Colin Clark, MBA ’23, has approached every class with the same question: How would this apply to professional wrestling? He acknowledges that he’s likely “the only person in the room asking that question,” but his five years working on the writing team of World Wrestling Entertainment (WWE) have given him a unique perspective. Writing is just “one part of the engine that drives [that] billion-dollar business forward,” Clark says. Curious how his work fits into the big picture, he sought out an MBA in order to diversify his skills.
Despite the big differences between WWE and business school, Clark sees his MBA as a continuation of his professional writing career. In particular, the program’s interdisciplinary emphasis has made him see the connections between the storylines that writers create, TV ratings and merchandise sales, and WWE’s balance sheet, he says. While he isn’t sure what’s next for him professionally, Clark knows that whatever it may be, “business school has only enhanced my ability to do that well.”
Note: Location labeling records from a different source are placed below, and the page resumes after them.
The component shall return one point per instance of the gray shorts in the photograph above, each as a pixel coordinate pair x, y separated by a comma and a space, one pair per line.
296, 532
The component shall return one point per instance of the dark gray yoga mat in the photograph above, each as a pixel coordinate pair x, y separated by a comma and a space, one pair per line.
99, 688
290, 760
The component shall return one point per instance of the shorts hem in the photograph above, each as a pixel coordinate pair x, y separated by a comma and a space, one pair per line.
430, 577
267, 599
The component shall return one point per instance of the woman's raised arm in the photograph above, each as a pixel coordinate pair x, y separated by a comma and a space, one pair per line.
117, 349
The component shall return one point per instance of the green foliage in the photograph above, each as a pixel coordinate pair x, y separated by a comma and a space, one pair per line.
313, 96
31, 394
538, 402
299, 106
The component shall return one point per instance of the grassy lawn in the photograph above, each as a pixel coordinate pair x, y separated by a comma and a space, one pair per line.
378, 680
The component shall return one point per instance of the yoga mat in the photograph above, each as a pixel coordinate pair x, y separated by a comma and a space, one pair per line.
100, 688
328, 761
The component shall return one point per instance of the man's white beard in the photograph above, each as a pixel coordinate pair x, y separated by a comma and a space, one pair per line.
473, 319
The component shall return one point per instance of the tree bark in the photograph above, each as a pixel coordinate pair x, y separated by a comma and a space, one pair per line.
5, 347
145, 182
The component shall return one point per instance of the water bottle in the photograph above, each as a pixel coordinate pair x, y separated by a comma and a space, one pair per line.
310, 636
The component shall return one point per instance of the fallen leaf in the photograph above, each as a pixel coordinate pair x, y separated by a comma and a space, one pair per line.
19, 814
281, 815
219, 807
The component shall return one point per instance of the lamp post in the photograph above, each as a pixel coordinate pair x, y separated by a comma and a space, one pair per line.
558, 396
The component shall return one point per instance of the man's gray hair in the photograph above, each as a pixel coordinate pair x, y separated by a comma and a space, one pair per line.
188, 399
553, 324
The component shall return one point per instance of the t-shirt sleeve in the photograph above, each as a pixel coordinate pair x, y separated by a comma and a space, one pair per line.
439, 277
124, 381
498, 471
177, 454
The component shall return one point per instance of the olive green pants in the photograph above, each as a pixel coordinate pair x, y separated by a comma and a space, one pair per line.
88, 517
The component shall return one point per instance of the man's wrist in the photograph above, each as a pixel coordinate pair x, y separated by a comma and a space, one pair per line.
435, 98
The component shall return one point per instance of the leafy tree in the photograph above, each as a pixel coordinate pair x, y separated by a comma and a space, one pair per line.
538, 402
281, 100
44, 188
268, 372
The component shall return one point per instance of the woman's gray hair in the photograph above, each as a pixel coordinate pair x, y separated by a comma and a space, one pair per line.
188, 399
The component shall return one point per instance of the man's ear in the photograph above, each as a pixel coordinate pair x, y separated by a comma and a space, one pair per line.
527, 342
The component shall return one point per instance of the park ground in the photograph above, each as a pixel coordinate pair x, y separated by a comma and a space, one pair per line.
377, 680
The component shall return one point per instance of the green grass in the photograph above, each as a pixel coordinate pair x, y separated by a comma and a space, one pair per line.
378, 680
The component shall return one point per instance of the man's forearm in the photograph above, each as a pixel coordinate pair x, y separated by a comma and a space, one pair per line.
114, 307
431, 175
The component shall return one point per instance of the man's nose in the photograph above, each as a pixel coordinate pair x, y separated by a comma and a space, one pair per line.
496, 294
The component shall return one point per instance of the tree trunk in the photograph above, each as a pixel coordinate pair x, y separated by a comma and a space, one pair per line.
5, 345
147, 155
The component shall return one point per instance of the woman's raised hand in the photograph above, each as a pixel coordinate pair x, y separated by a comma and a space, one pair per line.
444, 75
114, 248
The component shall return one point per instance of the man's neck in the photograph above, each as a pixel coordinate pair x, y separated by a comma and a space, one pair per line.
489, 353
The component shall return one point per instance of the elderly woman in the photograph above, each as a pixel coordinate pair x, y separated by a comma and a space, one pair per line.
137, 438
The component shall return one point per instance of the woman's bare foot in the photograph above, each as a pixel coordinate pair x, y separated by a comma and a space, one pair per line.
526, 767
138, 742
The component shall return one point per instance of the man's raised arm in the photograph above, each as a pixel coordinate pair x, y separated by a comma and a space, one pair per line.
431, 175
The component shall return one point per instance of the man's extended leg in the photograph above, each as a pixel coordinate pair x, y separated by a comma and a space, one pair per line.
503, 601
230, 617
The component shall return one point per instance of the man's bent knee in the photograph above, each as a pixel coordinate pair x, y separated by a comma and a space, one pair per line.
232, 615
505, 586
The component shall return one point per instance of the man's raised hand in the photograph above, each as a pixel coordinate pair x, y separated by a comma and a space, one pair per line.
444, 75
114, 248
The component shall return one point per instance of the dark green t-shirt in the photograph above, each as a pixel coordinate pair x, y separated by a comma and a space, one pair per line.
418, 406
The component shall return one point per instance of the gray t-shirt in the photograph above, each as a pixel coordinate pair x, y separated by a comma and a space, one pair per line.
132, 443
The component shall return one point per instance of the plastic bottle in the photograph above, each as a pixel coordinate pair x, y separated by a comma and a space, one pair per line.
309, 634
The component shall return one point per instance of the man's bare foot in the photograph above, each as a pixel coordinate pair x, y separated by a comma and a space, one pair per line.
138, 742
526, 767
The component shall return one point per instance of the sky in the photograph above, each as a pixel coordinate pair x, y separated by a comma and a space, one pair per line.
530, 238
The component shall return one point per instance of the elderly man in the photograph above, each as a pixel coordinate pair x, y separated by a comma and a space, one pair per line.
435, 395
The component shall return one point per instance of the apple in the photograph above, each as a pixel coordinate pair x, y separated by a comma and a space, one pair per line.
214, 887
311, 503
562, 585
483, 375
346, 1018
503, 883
A love of learning, the ability to be self-sufficient, and the desire to grow as a leader are essential skills that Emily Warmington, MBA ’23, brought from her career in education to the Carroll School. After 11 years as a teacher, working with students from fifth grade through high school, she’ll move into a new field after graduation and join Fidelity’s Financial Leadership Program. “Leading adults is not the same as leading youth,” she says, “but the same [basic] skills and attitudes are required.” She emphasizes agility and accountability in particular.
As she returned to the classroom, not as a teacher but as a student, Warmington was especially interested in the Carroll School’s focus on data analytics. She shares that “making data-informed decisions was actually a big part of my experience as an educator.” The chance to combine that experience with learning more technical applications was too good to pass up.
The Draw of Data
The widely applicable nature of data analysis is at the core of the Carroll School’s data analytics sequence for MBA students. It’s also what brought David Fox, MBA ’24, to Boston College. A former reservist in the United States Marine Corps, Fox started his own boutique consulting firm while living in Kabul, Afghanistan. His undergraduate education in South Asian studies and Arabic as well as his connection to the country—his wife is from there—came in handy when he chose to specialize in market research and media production in Afghanistan and nearby countries.
When he fled Afghanistan with his wife and son in August 2021, he recognized that it was also a turning point for his career. Despite his experience with entrepreneurship, he had no formal education in business. “If there was ever a time for me to do a full-time MBA program,” he says, “that was the time.”
Fox knew how to collect raw data, but he also wanted to learn how to perform the kind of rigorous analysis that he thinks is defining the future of business. His previous work provided him with “a broader perspective about the world,” he says, but an MBA can give him the tools to apply that experience, ideally in finance or banking. Ultimately, he credits the Carroll School with helping him to professionally reinvent himself. “This program has given me a second chance.”